Russia has made a unique contribution to the development of ballet. Ballet was introduced in Russia together with other aristocratic dance forms as part of Peter the Great's Westernization program in the early 1700s. The first ballet school was established in 1734, and the first full ballet company was founded at the Imperial School of Ballet in St. Petersburg in the 1740s. Italian and French dancers and choreographers predominated in that period, but by 1800 Russian ballet was assimilating native elements from folk dancing as nobles sponsored dance companies of serfs. European ballet critics agreed that the Russian dance had a positive influence on West European ballet. Marius Petipa, a French choreographer who spent fifty years staging ballets in Russia, was the dominant figure during that period; his greatest triumphs were the staging of Tchaikovsky's ballets. Other noted European dancers, such as Marie Taglioni, Christian Johansson, and Enrico Cecchetti, performed in Russia throughout the nineteenth and early twentieth centuries, bringing new influences from the West.

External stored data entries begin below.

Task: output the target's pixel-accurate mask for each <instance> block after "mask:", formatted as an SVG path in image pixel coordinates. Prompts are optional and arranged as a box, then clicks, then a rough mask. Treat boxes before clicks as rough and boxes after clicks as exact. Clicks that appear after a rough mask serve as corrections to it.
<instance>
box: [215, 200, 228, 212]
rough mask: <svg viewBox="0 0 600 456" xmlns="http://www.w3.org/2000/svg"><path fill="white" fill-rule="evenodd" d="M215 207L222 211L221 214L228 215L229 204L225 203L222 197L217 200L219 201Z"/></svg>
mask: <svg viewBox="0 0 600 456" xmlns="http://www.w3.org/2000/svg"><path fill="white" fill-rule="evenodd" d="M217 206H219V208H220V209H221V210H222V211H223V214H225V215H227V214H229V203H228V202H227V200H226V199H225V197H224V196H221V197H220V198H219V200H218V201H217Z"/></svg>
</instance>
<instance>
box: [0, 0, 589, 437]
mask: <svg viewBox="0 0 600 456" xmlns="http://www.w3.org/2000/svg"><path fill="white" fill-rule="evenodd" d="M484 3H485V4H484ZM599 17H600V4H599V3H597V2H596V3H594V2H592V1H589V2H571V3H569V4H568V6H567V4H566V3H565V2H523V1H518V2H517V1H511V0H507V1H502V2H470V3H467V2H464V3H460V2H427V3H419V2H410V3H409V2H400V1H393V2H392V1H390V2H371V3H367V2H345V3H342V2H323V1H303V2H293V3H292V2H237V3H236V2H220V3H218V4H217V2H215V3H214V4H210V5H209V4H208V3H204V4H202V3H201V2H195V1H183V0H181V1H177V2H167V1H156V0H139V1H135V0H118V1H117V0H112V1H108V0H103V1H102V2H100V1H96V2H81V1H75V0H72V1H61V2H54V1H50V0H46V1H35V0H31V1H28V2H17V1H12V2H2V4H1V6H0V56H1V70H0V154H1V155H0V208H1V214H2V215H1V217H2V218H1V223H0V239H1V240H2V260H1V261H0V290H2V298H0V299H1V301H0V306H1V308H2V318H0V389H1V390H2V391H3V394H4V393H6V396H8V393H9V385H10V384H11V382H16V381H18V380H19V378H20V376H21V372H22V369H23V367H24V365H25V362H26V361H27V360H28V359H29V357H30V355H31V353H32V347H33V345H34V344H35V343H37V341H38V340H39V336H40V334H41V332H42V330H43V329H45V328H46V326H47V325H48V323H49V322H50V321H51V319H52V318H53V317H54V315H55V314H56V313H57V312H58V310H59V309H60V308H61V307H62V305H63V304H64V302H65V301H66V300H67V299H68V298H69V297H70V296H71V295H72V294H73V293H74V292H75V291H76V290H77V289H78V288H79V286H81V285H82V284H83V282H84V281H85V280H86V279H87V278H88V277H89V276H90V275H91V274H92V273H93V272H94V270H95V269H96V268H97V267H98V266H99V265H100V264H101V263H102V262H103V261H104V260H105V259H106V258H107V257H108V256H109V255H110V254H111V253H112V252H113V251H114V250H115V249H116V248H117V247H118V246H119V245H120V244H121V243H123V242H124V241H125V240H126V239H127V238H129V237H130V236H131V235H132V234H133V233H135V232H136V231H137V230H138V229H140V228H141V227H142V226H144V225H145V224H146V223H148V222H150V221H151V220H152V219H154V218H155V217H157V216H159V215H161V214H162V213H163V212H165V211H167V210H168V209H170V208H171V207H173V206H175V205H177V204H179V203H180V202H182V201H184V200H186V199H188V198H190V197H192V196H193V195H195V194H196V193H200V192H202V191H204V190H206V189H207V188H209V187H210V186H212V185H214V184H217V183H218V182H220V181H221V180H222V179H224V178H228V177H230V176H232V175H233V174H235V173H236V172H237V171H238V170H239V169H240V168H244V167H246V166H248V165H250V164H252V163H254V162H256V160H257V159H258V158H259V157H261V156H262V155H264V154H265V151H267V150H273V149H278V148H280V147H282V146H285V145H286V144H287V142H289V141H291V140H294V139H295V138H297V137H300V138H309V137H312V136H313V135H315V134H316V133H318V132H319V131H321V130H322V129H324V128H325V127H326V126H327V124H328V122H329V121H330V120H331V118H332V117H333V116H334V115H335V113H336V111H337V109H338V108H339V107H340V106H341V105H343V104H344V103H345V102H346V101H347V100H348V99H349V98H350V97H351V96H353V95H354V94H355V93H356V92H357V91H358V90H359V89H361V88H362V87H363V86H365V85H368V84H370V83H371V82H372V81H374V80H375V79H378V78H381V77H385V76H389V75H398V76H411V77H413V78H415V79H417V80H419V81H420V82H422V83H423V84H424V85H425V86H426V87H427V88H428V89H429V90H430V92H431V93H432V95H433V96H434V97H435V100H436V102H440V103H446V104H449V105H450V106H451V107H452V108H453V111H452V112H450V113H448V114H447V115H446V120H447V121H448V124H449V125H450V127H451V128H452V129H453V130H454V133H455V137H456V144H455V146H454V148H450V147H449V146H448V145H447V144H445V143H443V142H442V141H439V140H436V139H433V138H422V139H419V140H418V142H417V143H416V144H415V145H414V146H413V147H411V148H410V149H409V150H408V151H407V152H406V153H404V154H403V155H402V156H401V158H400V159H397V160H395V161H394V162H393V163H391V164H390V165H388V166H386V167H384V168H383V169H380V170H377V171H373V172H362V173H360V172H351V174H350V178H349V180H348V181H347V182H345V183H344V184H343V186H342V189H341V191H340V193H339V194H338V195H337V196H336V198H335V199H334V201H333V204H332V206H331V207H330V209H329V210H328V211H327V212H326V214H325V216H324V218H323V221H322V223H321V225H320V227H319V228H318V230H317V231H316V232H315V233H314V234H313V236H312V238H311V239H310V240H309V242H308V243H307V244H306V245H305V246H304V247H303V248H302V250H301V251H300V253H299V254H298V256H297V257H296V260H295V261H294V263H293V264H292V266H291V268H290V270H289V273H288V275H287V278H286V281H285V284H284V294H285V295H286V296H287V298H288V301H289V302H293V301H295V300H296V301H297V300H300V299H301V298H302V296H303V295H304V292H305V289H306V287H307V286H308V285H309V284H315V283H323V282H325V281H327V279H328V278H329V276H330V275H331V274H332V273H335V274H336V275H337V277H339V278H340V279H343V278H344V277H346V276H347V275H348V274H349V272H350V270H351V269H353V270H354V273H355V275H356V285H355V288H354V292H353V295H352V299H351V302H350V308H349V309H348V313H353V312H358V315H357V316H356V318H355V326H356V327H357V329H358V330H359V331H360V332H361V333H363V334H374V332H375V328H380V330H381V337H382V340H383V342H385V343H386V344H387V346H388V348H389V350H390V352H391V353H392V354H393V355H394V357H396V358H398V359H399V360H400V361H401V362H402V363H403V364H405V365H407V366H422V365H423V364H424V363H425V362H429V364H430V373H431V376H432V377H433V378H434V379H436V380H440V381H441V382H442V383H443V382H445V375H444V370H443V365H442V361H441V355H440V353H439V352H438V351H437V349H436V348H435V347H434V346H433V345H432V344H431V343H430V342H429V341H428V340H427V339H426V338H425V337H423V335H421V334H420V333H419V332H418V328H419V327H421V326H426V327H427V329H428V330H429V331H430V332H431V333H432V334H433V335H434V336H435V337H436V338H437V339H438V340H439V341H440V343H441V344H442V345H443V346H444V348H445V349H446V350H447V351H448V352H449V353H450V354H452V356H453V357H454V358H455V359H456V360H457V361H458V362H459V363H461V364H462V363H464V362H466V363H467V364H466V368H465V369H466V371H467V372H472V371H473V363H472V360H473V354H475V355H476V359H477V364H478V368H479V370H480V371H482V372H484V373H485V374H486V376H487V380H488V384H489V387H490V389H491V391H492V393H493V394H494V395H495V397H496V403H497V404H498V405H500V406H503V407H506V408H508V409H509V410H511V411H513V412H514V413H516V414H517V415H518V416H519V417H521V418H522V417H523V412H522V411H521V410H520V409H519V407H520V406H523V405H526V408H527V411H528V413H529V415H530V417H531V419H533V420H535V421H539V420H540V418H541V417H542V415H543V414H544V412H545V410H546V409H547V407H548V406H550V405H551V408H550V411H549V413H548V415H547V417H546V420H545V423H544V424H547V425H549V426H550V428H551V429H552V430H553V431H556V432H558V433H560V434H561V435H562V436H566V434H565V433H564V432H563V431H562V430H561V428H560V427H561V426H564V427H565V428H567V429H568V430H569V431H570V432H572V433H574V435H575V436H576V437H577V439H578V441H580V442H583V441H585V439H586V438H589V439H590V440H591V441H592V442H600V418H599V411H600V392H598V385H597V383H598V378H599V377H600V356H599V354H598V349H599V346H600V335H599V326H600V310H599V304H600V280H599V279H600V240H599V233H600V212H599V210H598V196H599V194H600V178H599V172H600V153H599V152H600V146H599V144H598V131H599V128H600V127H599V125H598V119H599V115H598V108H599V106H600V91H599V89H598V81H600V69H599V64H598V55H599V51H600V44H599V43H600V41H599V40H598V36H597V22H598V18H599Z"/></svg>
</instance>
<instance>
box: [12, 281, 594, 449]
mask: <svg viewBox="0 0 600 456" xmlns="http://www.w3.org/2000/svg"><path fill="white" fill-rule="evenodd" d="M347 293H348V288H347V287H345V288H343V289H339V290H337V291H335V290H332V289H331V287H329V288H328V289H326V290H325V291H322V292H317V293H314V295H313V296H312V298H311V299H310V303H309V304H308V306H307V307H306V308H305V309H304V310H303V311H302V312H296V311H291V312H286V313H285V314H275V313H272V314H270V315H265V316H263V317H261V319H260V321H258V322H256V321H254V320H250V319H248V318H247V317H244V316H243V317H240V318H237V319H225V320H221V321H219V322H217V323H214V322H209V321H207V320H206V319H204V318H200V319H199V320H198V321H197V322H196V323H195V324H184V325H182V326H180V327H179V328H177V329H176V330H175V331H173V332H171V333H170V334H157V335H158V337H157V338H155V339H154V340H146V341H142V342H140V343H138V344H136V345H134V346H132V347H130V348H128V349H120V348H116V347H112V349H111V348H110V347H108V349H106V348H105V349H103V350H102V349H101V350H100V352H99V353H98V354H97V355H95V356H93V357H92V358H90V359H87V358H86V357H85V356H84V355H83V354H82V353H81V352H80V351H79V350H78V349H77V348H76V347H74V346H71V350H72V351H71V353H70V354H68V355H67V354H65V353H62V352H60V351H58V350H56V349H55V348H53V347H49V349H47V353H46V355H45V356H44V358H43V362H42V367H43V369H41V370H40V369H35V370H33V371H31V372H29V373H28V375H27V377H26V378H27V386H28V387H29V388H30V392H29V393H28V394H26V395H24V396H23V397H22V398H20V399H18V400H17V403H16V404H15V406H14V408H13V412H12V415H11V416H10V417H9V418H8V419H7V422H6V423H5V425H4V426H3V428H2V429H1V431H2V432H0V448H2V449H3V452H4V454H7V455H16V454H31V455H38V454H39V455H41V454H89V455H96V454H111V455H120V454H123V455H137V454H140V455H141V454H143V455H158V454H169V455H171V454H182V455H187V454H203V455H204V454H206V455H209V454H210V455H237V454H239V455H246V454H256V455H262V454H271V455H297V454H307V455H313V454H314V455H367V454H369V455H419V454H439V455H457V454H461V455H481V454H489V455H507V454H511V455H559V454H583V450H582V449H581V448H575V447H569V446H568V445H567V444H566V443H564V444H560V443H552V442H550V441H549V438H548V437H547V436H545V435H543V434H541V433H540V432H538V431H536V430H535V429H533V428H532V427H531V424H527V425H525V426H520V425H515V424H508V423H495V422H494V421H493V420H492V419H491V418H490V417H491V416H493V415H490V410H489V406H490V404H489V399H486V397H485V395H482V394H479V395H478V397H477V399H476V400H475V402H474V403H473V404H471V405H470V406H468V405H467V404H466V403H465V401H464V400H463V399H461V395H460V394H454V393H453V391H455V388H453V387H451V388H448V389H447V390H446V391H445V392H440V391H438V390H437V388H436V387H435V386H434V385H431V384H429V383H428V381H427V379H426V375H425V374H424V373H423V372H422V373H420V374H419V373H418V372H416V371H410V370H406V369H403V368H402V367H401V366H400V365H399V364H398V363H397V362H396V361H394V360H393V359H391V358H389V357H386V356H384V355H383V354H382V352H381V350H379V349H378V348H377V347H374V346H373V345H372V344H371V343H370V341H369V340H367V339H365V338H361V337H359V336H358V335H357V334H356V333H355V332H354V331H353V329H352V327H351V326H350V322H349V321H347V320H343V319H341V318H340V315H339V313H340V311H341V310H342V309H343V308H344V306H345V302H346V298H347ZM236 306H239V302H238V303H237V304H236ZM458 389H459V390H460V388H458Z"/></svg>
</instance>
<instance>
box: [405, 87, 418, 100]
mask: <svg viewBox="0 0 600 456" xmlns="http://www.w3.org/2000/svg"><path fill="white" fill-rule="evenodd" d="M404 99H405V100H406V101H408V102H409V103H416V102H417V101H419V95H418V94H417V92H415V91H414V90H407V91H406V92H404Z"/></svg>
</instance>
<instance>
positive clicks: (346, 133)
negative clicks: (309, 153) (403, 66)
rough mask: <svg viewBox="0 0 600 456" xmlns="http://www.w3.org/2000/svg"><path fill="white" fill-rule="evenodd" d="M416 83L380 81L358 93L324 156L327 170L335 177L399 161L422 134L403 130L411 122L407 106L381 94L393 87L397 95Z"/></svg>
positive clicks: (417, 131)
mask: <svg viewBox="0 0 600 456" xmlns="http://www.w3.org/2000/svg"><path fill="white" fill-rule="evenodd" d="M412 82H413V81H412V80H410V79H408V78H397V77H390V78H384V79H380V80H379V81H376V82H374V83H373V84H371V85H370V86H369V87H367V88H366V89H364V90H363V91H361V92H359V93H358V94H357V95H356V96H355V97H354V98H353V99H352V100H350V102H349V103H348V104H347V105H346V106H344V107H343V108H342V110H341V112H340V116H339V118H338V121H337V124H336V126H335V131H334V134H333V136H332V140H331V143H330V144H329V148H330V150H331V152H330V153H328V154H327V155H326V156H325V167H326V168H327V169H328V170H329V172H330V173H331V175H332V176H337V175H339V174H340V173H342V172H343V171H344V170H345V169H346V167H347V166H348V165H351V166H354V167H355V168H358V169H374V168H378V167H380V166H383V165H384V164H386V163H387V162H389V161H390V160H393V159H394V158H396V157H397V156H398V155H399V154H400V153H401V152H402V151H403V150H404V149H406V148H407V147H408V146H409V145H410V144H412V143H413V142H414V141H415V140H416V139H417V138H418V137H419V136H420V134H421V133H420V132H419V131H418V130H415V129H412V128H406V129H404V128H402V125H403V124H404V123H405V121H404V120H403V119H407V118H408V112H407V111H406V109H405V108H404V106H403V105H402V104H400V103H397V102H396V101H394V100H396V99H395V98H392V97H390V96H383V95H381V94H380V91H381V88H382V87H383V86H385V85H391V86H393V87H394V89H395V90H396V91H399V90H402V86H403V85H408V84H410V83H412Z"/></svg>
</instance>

The most influential figure of the early twentieth century was the impresario Sergey Diaghilev, who founded an innovative touring ballet company in 1909 with choreographer Michel Fokine, dancer Vaslav Nijinksy, and designer Alexandre Benois. After the staging of Stravinskiy's controversial The Rite of Spring , World War I and the Bolshevik Revolution kept Diaghilev from returning to Russia. Until Diaghilev died in 1929, his Russian dance company, the Ballet Russe, was headquartered in Paris. In the same period, the émigré dancer Anna Pavlova toured the world with her troupe and exerted a huge influence on the art form.
After Diaghilev, several new companies calling themselves the Ballet Russe toured the world, and new generations of Russian dancers filled their ranks. George Balanchine, a Georgian émigré and protégé of Diaghilev, formed the New York City Ballet in 1948. Meanwhile, the Soviet government sponsored new ballet companies throughout the union. After a period of innovation and experimentation in the 1920s, Russia's ballet reverted under Stalin to the traditional forms of Petipa, even changing the plots of some ballets to emphasize the positive themes of socialist realism. The most influential Russian dancer of the mid-twentieth century was Rudolf Nureyev, who defected to the West in 1961 and is credited with establishing the dominant role of the male dancer in classical ballet. A second notable émigré, Mikhail Baryshnikov, burnished an already brilliant career in the United States after defecting from Leningrad's Kirov Ballet in 1974. The large cities of Russia traditionally have their own symphony orchestras and ballet and opera houses. Although funding for such facilities has diminished in the 1990s, attendance at performances remains high. The ballet companies of the Bol'shoy Theater in Moscow and the Kirov Theater in St. Petersburg are world renowned and have toured regularly since the early 1960s.